We all get older and as we do our bodies begin to function less effectively. Some people will find they have difficulty with the physical aspects of looking after themselves but be mentally sharp, while others will have a gradual decline in mental capacity due to dementia.
The effects of ageing are usually very gradual and it can be difficult to pinpoint an exact moment when you realise that your relative needs help. Indeed, they may be reluctant to accept that they are having difficulty with day to day tasks themselves. However, there are some signs you might see that point to you having to have a conversation about their care needs, now and ongoing.
1. Can they keep up with the housework?
A bit of dust isn’t necessarily an indicator that your relative is finding housework hard, but if their standards are slipping then it might be time to think about whether or not they can look after themselves.
2. Do they remember appointments and medication?
Forgetfulness is a common symptom of dementia and in the early stages it may be the most obvious one to the non-specialist. If your relative suddenly seems much less organised than they used to be or is muddled and confused about the calendar then they may be struggling in other areas.
3. Are they able to dress themselves?
Arthritis can make simple tasks such as doing up buttons or pulling on socks very difficult for your relative. If you notice that they are choosing to wear clothes with fewer fastenings it could be that they need assistance. If they are really struggling you may find they remain in the same nightclothes for several days at a time.

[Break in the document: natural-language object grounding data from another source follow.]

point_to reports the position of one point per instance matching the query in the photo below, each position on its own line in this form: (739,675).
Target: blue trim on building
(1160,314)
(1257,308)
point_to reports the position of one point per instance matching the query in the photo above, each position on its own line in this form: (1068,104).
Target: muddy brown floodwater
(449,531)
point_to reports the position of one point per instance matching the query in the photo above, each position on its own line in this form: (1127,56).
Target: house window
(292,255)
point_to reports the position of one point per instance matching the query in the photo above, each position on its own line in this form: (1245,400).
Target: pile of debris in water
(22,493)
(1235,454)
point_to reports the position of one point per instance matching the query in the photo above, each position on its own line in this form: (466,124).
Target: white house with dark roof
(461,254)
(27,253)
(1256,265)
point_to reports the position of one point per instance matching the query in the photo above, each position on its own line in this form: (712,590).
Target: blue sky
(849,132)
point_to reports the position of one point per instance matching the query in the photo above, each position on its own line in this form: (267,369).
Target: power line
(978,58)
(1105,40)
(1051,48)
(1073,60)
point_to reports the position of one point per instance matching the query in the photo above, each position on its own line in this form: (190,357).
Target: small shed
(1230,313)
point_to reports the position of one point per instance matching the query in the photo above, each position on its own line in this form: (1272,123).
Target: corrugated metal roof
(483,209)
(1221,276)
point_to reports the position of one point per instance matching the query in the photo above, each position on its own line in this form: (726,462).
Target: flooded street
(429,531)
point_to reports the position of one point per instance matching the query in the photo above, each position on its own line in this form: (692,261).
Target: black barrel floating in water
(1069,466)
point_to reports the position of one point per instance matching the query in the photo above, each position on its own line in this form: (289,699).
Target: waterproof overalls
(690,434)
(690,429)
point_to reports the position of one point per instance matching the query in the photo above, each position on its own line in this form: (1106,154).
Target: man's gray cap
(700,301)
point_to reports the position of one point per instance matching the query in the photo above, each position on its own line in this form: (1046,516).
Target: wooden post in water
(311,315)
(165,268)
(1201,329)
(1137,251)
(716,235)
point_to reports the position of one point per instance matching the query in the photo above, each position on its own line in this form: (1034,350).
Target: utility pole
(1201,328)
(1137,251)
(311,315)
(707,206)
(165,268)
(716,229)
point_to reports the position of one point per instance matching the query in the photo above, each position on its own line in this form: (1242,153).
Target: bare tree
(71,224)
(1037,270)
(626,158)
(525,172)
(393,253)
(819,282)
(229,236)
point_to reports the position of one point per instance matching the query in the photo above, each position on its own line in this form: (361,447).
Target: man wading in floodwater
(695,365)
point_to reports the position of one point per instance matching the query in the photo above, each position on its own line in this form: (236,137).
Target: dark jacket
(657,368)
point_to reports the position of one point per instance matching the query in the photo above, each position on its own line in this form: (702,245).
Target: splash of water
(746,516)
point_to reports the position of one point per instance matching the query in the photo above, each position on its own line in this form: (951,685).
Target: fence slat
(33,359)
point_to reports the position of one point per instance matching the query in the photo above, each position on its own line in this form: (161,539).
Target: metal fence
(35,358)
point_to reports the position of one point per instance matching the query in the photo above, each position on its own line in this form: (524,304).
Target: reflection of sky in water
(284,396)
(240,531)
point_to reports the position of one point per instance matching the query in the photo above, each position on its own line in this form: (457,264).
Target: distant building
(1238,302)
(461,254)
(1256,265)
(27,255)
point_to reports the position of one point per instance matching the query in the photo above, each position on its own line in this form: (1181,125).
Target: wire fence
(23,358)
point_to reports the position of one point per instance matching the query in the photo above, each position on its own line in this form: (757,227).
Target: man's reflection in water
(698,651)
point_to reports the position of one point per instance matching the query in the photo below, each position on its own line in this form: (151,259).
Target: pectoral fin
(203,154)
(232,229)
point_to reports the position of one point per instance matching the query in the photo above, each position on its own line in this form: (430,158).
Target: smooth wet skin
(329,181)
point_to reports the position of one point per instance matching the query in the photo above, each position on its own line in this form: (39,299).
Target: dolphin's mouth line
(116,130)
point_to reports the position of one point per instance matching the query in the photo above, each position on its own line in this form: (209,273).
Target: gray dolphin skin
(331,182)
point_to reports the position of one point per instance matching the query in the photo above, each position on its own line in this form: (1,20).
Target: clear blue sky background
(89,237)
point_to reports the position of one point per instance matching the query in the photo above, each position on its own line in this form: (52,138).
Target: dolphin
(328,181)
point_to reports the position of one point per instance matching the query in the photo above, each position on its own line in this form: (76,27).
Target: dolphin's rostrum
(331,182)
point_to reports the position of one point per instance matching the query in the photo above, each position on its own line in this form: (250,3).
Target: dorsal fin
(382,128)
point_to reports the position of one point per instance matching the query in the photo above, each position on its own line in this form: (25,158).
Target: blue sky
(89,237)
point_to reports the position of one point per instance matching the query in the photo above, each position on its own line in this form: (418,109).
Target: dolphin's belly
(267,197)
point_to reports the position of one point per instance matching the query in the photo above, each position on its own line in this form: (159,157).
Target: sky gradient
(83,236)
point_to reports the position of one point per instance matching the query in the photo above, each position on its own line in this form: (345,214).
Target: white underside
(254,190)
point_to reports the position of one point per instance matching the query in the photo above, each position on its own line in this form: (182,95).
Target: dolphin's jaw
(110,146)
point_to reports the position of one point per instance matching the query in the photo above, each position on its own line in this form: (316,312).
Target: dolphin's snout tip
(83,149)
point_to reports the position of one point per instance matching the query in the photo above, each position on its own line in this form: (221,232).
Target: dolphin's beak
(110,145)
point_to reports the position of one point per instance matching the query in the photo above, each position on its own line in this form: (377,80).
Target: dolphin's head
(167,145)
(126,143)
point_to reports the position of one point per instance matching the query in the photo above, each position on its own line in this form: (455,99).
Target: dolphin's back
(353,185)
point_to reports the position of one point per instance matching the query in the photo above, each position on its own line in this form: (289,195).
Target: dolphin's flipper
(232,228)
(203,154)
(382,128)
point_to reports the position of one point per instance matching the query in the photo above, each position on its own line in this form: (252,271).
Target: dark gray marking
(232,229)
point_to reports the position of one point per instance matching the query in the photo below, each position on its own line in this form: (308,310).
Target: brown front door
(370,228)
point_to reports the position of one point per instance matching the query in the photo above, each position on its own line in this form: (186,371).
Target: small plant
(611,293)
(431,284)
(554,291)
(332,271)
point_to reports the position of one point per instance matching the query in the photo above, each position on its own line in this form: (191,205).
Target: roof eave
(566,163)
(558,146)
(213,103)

4. Is their personal hygiene suffering?
Getting into the bath and cleaning oneself after using the toilet can become extremely difficult as joints age and get stiff. If your relative is finding that their sense of balance is declining they may be nervous about stepping onto wet floors with the result that you may notice that they have personal hygiene issues.
5. Are they restricting their activities to remain downstairs?
Climbing stairs can be problematic for older people. Similarly, you may notice that they are neglecting a previously well-tended garden because their mobility is diminishing.
6. Have they had a problem recognising you or seemed surprised by your visit?
Dementia can cause confusion and memory loss, leading to difficulty in keeping track of events. Calling you by the wrong name or getting common words confused may also be a sign that all is not well.
Spot the signs and take action
If you spot signs they are struggling then taking early action is the best way to ensure that your relative will be able to remain in their own home.
A study by the Live-in Care Hub reveals that many people leave it far too late to seek assistance, leading to an increased risk of falls and injury. So it is important that you regularly take some time to assess your elderly relative’s ability to live independently and arrange homecare services sooner rather than later.